Welles’ jagged opus is reflective of his own life as it follows director Jake Hannaford (John Huston), a blatant Welles proxy, with the plot revolving around his 70th birthday. Hannaford, just like Welles, comes back to Hollywood after hiatus to make one last great picture. The film shows the director on the last day of his life, struggling to complete his final picture after its star, John Dale (Bob Random), stormed off the set. During this time, Hannaford is surrounded by journalists who wish to document his life, creating a film that is shot in a pseudo-documentary style.
The opening introduces the viewer to the chaotic production of Hannaford’s film. Michel Legrand’s fast-paced jazz score fits perfectly with an introduction that can feel confusing as it jumps all over the place, quickly identifying every one of the director’s collaborators — whose names and roles in the story you’ll quickly forget.
The Other Side of the Wind finds Welles switching between Hannaford’s Arizona ranch during his birthday party and the completed footage of the film within a film. The birthday party is where the narrative falters and becomes a product of its time. As Hannaford mingles with friends, fans and journalists, misogynistic, racist, and homophobic dialogues are exchanged. This last big hurrah reveals many things: We learn that the director is viewed as a “God” with his collaborators referring to themselves as “disciples”; we learn the director’s relationship with the media; we learn the guests’ perspectives on politics and how its corruption shapes the film industry. Though the festivities are shot through a mix of both colour and black-and-white footage, the real eye-catching and, to be frank, interesting part of the film is Hannaford’s experimental production.
A woman, played by Welles’s lover Oja Kodar, is being pursued by an unsavoury character on a motorcycle (Random’s John Dale). She spends most of the reels drifting naked through the desert, walking as aimlessly as the unfinished product.

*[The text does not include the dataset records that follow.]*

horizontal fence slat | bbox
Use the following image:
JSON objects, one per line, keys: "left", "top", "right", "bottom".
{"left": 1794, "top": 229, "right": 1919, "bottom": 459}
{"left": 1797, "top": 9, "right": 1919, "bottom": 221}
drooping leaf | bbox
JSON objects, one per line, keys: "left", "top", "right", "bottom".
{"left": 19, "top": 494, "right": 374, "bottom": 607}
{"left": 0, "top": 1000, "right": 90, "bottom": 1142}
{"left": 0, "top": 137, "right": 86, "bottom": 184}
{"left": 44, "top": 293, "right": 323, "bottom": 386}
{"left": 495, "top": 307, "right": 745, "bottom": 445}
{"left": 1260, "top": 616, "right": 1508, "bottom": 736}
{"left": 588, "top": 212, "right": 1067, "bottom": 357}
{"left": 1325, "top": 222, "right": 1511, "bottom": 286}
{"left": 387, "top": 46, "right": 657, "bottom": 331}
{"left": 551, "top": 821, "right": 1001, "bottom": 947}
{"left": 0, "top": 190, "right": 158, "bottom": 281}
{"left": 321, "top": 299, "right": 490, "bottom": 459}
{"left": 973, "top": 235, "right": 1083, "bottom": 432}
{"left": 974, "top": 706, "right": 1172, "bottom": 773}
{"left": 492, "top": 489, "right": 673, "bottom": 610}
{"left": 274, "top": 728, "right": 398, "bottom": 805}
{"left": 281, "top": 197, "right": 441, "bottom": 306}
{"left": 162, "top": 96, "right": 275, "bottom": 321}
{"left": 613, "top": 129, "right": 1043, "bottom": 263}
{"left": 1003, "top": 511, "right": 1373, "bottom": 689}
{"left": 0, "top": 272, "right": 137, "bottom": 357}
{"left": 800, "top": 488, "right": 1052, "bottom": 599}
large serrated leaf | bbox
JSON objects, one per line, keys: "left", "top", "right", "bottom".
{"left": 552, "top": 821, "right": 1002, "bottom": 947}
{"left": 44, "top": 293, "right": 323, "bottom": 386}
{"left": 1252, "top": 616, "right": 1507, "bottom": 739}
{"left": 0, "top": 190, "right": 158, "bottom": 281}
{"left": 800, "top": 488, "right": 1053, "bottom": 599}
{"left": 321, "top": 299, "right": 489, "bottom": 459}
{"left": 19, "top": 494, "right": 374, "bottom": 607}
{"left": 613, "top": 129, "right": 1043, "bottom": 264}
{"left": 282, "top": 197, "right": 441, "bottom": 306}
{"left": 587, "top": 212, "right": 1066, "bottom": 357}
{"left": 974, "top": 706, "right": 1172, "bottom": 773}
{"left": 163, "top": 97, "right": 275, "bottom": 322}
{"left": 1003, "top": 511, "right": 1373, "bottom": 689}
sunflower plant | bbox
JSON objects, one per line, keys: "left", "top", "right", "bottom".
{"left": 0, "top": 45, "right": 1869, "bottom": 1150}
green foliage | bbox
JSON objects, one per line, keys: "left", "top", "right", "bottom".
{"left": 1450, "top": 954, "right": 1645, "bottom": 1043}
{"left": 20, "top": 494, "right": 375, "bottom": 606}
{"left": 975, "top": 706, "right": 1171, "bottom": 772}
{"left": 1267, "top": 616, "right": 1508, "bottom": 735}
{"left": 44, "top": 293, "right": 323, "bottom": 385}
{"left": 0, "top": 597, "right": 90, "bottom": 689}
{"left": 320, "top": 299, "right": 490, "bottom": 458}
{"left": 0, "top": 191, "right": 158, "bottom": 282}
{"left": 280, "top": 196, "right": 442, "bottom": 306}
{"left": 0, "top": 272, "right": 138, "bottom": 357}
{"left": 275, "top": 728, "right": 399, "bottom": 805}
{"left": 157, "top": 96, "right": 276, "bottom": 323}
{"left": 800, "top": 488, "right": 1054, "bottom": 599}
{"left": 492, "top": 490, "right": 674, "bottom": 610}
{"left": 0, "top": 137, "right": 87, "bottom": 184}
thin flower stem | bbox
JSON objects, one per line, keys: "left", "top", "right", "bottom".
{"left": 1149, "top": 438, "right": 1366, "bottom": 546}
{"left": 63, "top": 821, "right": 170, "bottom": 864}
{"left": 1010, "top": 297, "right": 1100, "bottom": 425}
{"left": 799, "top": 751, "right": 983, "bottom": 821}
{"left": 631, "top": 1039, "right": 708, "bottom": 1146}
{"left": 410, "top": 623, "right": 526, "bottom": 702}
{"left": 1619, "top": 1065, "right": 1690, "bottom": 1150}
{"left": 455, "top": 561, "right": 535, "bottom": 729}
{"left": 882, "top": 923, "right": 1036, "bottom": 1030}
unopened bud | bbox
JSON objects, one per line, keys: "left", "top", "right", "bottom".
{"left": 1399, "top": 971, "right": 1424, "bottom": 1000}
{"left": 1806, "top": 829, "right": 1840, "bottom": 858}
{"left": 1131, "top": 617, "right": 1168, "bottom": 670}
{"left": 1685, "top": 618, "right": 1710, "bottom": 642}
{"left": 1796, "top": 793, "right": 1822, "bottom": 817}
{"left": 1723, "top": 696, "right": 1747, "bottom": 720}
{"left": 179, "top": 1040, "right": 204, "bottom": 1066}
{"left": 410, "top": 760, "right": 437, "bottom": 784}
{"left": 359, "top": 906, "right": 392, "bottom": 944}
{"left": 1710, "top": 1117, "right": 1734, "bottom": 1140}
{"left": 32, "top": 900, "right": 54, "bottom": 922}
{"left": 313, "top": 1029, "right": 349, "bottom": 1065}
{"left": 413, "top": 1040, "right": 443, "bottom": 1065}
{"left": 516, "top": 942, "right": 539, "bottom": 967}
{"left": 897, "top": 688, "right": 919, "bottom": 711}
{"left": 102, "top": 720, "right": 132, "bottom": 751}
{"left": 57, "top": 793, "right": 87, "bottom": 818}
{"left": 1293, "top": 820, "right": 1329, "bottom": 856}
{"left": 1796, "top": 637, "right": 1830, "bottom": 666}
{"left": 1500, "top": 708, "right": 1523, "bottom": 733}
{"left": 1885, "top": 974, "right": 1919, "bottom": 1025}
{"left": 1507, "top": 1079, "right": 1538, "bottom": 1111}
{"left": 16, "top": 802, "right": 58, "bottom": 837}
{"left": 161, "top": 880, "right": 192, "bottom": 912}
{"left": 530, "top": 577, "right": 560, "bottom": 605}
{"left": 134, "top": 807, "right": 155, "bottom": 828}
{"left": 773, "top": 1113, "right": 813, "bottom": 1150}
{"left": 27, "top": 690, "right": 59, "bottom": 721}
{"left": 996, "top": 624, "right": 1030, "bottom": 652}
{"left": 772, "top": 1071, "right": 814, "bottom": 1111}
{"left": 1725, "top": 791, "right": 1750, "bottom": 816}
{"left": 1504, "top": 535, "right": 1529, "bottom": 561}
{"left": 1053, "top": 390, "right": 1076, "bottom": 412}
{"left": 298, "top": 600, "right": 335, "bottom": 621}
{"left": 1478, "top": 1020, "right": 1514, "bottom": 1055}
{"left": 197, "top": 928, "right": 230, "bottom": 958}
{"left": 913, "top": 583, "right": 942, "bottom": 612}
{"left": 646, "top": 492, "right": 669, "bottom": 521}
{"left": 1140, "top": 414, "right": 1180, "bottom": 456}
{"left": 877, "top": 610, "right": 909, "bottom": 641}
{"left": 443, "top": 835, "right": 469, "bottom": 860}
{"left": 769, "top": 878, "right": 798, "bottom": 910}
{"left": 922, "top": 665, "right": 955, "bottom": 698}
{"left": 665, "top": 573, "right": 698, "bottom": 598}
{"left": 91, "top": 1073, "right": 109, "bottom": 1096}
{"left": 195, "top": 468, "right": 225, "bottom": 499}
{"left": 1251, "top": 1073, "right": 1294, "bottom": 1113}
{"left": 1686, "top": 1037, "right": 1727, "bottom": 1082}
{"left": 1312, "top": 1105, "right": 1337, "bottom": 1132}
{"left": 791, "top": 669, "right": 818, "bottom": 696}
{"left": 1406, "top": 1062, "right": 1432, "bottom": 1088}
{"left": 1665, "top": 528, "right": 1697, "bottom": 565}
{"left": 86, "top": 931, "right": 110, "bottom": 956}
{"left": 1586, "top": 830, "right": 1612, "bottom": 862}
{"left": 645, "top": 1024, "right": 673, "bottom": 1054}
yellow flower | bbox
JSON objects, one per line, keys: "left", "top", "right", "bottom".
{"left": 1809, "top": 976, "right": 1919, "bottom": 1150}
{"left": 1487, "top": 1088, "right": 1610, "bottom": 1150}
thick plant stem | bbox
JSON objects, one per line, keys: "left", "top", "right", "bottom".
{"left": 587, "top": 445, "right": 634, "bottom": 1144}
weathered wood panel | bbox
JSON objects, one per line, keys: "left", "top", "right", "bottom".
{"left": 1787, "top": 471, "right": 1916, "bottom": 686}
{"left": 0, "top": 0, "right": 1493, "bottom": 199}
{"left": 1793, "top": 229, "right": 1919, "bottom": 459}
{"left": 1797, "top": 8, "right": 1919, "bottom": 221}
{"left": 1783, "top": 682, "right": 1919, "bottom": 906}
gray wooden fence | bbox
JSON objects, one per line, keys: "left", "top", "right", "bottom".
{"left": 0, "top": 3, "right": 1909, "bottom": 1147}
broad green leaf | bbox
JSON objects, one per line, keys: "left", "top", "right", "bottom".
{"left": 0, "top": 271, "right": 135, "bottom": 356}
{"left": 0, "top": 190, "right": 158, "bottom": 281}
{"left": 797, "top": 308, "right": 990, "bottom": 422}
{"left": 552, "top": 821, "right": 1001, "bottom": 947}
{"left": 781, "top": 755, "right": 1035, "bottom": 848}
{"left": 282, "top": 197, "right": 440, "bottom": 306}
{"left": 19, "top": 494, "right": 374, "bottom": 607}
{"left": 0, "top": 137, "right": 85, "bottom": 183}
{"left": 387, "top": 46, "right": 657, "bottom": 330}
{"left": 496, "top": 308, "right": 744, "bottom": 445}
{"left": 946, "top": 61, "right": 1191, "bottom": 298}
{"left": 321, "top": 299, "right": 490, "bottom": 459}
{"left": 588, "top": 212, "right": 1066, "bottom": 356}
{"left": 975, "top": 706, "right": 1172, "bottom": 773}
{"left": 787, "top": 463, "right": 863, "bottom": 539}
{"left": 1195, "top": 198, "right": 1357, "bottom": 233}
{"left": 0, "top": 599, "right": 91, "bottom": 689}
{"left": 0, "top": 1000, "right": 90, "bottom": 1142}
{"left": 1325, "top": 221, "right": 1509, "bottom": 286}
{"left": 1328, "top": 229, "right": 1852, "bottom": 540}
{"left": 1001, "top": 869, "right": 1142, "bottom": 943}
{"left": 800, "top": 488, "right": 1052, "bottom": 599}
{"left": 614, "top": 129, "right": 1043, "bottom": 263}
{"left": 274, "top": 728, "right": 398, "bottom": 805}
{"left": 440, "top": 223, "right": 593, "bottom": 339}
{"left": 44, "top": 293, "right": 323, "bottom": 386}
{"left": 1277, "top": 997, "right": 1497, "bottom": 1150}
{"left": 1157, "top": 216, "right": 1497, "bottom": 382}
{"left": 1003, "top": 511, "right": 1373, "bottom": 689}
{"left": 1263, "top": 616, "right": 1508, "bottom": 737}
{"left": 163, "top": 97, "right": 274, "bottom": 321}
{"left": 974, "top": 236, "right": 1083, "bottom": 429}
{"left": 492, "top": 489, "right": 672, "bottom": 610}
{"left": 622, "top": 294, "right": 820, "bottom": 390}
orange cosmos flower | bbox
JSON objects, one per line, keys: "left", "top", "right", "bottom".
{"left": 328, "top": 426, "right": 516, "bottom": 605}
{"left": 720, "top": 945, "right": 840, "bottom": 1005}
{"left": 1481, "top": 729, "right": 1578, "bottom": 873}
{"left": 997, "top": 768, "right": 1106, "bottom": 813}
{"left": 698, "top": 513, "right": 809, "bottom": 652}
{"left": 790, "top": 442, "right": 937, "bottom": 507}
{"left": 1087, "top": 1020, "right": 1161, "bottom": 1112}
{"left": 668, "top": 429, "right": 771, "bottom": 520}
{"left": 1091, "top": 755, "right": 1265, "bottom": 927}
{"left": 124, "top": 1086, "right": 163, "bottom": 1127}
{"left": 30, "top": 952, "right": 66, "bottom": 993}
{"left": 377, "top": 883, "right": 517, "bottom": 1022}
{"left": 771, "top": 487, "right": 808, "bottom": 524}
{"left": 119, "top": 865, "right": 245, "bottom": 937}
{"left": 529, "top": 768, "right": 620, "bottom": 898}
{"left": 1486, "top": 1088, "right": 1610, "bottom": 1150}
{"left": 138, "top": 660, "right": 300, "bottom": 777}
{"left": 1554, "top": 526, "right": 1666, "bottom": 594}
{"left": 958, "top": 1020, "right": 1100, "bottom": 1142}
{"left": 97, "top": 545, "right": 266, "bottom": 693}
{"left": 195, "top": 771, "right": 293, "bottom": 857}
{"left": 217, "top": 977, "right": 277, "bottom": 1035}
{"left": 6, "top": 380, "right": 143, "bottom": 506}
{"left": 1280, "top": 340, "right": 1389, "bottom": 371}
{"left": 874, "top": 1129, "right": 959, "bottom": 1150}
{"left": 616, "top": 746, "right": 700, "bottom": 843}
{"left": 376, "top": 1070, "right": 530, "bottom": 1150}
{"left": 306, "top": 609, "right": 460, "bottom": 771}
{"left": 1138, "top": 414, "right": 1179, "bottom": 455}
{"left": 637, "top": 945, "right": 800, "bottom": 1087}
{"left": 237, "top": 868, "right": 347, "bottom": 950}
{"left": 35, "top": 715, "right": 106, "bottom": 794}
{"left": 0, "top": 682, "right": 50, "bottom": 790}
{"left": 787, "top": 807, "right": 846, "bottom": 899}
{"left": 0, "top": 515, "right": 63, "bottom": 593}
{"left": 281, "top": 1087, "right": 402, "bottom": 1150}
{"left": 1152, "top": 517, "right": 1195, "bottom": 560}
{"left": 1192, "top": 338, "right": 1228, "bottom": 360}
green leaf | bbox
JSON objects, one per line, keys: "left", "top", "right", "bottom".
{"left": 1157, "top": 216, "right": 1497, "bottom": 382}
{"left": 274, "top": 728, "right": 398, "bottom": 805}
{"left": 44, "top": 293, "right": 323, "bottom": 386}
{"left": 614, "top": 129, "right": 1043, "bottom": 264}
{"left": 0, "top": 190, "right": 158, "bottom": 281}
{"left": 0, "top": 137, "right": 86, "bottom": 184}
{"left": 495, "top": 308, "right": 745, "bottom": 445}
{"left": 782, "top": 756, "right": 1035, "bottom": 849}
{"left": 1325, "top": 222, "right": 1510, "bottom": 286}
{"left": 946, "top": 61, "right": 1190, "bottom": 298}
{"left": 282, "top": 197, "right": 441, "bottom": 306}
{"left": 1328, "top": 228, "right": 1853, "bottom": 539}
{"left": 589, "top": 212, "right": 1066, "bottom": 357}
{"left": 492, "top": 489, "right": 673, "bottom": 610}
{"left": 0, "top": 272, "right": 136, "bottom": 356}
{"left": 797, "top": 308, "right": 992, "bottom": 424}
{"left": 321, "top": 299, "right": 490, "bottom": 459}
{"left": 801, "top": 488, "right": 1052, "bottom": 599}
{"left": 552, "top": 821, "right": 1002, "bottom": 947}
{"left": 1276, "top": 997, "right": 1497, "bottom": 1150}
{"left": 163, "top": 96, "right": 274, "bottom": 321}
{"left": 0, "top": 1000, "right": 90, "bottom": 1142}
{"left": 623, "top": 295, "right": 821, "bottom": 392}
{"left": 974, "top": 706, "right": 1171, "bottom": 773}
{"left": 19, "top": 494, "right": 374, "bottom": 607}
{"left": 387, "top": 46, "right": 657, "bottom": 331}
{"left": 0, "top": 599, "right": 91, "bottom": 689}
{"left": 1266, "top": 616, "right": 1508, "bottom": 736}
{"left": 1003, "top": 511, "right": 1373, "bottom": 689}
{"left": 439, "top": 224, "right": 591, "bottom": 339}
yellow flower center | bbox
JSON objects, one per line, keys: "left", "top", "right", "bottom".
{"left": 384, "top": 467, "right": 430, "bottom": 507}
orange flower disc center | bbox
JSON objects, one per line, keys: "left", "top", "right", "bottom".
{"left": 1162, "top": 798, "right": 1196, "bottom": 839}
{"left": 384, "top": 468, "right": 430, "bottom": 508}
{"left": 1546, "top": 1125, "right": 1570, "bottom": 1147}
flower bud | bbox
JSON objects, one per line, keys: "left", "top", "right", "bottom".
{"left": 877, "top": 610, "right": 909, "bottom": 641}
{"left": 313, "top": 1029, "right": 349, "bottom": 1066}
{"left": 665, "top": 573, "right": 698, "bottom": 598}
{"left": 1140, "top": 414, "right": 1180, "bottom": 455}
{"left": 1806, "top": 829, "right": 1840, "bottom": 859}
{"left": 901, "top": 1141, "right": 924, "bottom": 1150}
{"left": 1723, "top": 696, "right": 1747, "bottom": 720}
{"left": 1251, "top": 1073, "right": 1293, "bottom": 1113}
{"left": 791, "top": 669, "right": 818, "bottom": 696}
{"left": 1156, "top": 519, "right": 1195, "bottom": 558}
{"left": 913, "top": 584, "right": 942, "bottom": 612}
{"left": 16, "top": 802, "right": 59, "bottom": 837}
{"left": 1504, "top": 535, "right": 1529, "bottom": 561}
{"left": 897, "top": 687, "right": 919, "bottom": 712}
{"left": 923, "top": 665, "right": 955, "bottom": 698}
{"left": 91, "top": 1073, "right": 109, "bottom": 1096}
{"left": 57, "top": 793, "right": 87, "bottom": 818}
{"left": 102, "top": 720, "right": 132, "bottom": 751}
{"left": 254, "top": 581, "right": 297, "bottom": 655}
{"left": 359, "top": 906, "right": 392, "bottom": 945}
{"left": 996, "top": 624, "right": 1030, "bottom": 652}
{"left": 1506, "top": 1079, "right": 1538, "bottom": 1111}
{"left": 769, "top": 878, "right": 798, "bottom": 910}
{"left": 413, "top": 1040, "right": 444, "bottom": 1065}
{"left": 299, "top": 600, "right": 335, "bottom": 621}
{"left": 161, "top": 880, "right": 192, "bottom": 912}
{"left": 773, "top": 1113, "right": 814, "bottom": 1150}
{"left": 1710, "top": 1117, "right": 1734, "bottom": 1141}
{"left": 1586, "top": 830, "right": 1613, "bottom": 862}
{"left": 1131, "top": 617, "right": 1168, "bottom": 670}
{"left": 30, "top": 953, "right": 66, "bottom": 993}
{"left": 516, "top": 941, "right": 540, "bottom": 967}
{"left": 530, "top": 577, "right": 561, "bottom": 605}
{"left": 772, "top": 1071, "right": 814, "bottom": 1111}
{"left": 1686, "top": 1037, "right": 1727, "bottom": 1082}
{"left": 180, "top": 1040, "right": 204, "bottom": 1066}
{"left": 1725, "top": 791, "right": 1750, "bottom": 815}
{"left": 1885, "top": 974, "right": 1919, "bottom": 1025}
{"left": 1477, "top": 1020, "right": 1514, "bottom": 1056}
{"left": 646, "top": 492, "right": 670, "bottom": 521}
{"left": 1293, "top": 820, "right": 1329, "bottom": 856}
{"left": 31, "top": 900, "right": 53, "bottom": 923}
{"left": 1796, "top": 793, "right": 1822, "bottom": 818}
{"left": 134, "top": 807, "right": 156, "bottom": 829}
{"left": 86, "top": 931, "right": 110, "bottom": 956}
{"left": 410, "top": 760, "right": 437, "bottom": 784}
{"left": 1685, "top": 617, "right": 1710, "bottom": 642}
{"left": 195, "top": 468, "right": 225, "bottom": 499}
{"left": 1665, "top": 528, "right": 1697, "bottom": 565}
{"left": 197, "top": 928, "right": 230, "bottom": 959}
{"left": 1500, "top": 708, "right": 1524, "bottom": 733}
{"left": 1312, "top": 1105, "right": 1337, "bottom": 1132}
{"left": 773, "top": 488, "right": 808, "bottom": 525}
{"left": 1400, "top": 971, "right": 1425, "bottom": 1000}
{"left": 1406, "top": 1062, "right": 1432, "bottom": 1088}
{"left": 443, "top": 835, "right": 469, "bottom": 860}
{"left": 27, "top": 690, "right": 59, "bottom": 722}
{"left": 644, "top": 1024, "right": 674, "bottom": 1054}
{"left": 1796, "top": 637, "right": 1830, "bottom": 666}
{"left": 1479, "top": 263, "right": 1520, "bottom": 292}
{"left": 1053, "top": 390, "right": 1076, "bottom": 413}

It’s a cat-and-mouse game, with the actors speaking intensely only with glances. It’s rife with an unconventional amount of nudity, sex, and violence. While it may seem gratuitous, it also feels like a liberation, as though Welles is saying, “The studio system is dead! Let’s go off!” He’s able to finally do things here that he was never able to do before under the constraints of the production code. The footage is flashy, displaying an incredible use of colour and cinematography that is reminiscent of the vibrancy and freedom of the ‘70s and of the Giallo thriller genre.
Huston’s Jake Hannaford is quoted as being “a man who can take a mediocre idea and do something absolutely atrocious with it.” Welles could do the same. Whether or not the film is beautifully atrocious or just atrocious is going to be divisive, but ultimately, The Other Side of the Wind portrays a director contemplating his legacy, and in Welles’s case, it cements it.